I know that he was ready spiritually. He was right with God... but he didn't want to leave us. I know he wanted to be there to see his grandkids grow up. To see Lynette married and start a family. To see where life would take us all. I know he can still see it from where he's at, but he wanted to be HERE for it.

It doesn't seem fair.

Just so you know, I intend to wallow in this place of being angry and sad until I'm good and ready to move on, so please don't try to talk me out of it...

Saturday, December 6, 2008

what else can I do?

My dad's service is tomorrow at 2pm. So less than twelve hours away.

I spent the day working on the order of service, designing the program/bulletin, and finishing the slideshow. It's all done now. And now I feel like there's nothing else I can do for him...

Monday, December 1, 2008

my dad - part VI

Dad died just after 4:30am Saskatchewan time. So from the time they first noticed some blood in his ileostomy bag til then was just over 12 hours. It was quick.

After talking more with the nurses and the rest of the family, he did clearly understand what was happening. They were able to talk some about what he wanted at the funeral. He understood and was able to say goodbye. I'm so thankful for that.

Around 1:30am here in QC, I wasn't sleeping so I got up and called him again. Mom said that he'd started to get a bit agitated and jerky (as in twitchy) and was seeing things. But when we talked, he made the most sense he has in weeks! It was so good to be able to tell him how much I loved him and would miss him, and how thankful I was for everything he'd done for me. He knew how much I desperately wanted to be there with him and see him again.

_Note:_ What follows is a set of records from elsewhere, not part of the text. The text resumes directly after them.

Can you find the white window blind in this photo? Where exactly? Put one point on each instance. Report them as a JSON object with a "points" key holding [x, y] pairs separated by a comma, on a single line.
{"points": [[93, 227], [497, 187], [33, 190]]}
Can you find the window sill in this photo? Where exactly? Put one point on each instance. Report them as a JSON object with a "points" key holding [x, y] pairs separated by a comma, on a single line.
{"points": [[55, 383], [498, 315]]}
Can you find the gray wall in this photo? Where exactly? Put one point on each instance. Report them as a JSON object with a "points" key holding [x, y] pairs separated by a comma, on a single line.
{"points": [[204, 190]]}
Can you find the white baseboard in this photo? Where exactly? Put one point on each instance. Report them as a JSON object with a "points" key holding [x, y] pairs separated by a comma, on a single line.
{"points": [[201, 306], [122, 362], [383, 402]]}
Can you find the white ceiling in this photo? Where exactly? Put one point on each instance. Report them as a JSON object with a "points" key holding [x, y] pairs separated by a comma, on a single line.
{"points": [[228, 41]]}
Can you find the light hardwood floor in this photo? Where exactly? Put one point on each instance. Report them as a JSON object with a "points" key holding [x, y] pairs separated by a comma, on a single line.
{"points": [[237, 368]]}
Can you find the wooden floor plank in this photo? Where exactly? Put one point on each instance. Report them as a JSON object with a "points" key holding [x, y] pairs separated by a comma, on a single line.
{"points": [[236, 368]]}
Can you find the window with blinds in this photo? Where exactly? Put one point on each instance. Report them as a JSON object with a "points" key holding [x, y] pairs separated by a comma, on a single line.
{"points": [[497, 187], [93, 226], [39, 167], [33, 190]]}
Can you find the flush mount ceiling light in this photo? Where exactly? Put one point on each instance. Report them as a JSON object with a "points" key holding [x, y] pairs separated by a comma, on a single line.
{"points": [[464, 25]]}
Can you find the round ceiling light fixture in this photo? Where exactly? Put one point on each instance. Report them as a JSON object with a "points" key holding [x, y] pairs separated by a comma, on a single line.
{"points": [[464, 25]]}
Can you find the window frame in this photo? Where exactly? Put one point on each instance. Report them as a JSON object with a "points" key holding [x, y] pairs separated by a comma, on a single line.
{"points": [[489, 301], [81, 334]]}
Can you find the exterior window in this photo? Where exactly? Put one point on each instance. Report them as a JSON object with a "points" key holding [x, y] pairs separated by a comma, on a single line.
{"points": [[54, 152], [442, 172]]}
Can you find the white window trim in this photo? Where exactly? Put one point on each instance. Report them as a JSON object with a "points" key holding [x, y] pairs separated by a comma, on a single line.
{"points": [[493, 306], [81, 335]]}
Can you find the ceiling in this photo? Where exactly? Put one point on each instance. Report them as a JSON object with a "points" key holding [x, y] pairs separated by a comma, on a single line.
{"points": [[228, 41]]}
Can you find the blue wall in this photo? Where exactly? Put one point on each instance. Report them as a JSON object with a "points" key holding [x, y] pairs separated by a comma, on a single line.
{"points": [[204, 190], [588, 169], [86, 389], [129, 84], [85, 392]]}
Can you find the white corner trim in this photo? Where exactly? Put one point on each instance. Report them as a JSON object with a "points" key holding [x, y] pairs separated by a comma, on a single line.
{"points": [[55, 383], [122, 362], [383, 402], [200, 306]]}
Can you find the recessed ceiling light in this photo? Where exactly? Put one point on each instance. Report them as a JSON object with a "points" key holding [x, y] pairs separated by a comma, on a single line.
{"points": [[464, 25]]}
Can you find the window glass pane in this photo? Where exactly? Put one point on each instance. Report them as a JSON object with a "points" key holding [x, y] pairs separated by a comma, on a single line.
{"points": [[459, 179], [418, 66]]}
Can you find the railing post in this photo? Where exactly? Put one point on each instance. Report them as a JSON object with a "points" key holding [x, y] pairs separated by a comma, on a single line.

Heather said he continued to twitch and jerk a lot even after he fell asleep, but that for the last hour he was completely still and peaceful. I know it couldn't have been easy for them all to just sit there, but it's a comfort to know that he left this world calmly and without a terrible struggle at the end, surrounded by people who love him. And to know that there were two lovely, eager little boys there to welcome their grandpa and show him around.

Thank you for your thoughts and prayers. Even though I know they talked quite a bit about the funeral, I don't know that a date and time have been determined yet. I'll let you know.